Он сидел чисто выбритый, причёсанный, в модном свитере тонкой вязки, и трудно было поверить, что всего несколько дней назад этого человека увели из собственной квартиры в домашних тапочках, не дав не только позвонить сестре, но даже и свет выключить.
К Фёдору применили ту же банальную систему «двух следователей». Первый, в описании которого Игорь без труда узнал майора Переверзенцева, кричал, ругался, обвинял в связях с американской разведкой и пугал пожизненным заключением. Второй, неизвестный Игорю полковник Щепетько, наорал на бедного майора, извинился от лица всех чекистов разом, объяснил, что вышла ошибка, что на него, Фёдора Таволгина, наговорил один подследственный, с которым Фёдор когда-то учился вместе, назвал первого, кто в голову пришёл, чтобы отвести следствие от действительных фигурантов. Фамилию клеветника, однако же, полковник не сообщил, сославшись на тайну следствия. Потом они выпили чаю, поговорили за жизнь, от чая плавно перешли к коньяку – после чего разговор как-то сам собой вырулил на теоретические изыскания Фёдора. Щепетько, правда, признался, что не очень всё это понимает, но сбегал за человеком, который в науке ориентируется лучше. Человек оказался каким-то научным консультантом, звали его Антон Петрович, и вот с ним-то Федя почувствовал единение сердец. Тот всё понимал с полуслова, высказывал собственные – и очень нетривиальные! – соображения, набрасывал вслух программу исследований… В общем, Федя купился. С потрохами, как сказал бы Вадим Александрович. Федя немедленно был устроен в некий ФИЦ – Физический исследовательский центр неясной административной принадлежности. Работать, сказали ему, можно и дома, во всяком случае, пока исследования не перешли в экспериментальную фазу. Оклад положили такой, о каком Фёдя и в лучшие времена мечтать не смел.

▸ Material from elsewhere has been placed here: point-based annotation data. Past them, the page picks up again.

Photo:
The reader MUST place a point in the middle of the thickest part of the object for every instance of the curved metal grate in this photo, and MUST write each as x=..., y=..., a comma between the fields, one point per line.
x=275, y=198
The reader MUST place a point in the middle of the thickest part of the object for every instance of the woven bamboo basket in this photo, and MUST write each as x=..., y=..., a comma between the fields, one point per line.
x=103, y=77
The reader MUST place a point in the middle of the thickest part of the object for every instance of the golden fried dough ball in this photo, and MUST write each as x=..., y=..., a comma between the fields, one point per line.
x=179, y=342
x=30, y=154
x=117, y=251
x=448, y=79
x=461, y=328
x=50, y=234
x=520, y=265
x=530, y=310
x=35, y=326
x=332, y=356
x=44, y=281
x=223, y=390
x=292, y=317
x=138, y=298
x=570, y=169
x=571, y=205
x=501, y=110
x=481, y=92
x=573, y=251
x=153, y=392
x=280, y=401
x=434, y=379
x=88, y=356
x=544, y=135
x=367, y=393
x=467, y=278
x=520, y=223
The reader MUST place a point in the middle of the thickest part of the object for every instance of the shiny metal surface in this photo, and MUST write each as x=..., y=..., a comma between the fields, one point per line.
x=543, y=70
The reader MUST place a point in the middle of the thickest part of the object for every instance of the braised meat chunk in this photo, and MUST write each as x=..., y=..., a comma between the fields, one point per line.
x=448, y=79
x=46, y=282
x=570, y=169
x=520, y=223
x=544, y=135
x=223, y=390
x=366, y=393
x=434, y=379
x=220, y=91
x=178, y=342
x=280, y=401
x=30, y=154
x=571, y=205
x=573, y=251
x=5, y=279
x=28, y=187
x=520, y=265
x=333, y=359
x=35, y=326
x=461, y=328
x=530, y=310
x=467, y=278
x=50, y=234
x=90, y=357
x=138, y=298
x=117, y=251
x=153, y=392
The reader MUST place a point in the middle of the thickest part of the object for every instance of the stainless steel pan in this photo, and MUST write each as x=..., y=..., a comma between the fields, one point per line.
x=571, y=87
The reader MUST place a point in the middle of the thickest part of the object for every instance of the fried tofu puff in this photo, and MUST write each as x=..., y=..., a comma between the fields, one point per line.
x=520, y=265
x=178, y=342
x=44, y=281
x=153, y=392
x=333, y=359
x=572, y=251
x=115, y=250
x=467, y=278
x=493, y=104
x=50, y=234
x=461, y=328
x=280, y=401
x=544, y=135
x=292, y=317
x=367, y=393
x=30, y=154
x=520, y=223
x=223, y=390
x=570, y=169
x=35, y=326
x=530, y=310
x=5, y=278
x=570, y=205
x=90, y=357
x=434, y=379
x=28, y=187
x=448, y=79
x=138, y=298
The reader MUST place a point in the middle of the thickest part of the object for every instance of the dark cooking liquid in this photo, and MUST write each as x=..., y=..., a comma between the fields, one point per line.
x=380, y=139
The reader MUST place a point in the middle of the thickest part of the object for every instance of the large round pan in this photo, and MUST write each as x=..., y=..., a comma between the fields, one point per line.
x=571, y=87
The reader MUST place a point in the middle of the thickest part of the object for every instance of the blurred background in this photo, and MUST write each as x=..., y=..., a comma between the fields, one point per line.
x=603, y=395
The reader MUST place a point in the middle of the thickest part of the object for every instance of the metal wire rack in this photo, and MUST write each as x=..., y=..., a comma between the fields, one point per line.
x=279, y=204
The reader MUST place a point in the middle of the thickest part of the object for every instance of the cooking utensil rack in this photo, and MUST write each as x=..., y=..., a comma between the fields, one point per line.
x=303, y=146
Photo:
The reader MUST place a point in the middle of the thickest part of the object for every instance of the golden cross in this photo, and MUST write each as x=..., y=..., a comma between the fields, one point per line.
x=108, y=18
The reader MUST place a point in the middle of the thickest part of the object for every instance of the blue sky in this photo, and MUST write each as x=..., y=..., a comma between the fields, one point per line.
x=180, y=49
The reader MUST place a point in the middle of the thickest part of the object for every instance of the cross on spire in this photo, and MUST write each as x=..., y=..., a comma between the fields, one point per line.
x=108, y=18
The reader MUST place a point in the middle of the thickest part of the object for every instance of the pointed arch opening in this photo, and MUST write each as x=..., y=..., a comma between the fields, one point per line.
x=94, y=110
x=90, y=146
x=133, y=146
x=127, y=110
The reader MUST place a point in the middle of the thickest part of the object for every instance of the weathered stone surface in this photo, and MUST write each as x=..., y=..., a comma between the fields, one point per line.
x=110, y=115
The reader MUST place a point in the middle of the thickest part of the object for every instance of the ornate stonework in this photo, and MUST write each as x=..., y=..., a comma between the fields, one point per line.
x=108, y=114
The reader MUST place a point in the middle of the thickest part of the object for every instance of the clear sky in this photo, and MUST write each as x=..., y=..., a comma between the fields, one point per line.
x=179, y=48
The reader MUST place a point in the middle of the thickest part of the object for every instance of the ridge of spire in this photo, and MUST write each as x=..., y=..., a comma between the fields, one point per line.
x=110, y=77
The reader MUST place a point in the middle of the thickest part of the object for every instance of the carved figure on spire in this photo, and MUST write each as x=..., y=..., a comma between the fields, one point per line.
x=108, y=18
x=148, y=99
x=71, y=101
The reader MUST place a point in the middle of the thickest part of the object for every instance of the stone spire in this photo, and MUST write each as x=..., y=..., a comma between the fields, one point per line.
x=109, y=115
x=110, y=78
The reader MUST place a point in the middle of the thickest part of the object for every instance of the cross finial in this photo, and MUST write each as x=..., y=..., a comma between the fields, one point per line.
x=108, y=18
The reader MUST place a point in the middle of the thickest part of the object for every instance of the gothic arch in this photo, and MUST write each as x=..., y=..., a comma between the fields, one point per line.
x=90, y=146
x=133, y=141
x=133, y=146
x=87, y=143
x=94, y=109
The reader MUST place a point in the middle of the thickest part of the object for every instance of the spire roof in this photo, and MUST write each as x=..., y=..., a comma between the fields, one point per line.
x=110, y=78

Сейчас в его спешно убранной квартире отмечалось счастливое обретение блудного брата. Историю Тёмкиного похищения Настя решила пока брату не рассказывать – не хотелось ей портить праздничное настроение. Да и сам Тёмка ничего не помнил – весь тот день Игорь ему стёр сразу же, едва спящего страдальца привезли домой. «Так бывает, – позже объяснил он Насте. – Это защитная реакция психики. Когда случается слишком много такого, с чем детское сознание не может сжиться, оно вытесняет нежелательные воспоминания в область бессознательного. Может, так даже и лучше. К врачам обращаться не стоит, разве только если ночные страхи появятся».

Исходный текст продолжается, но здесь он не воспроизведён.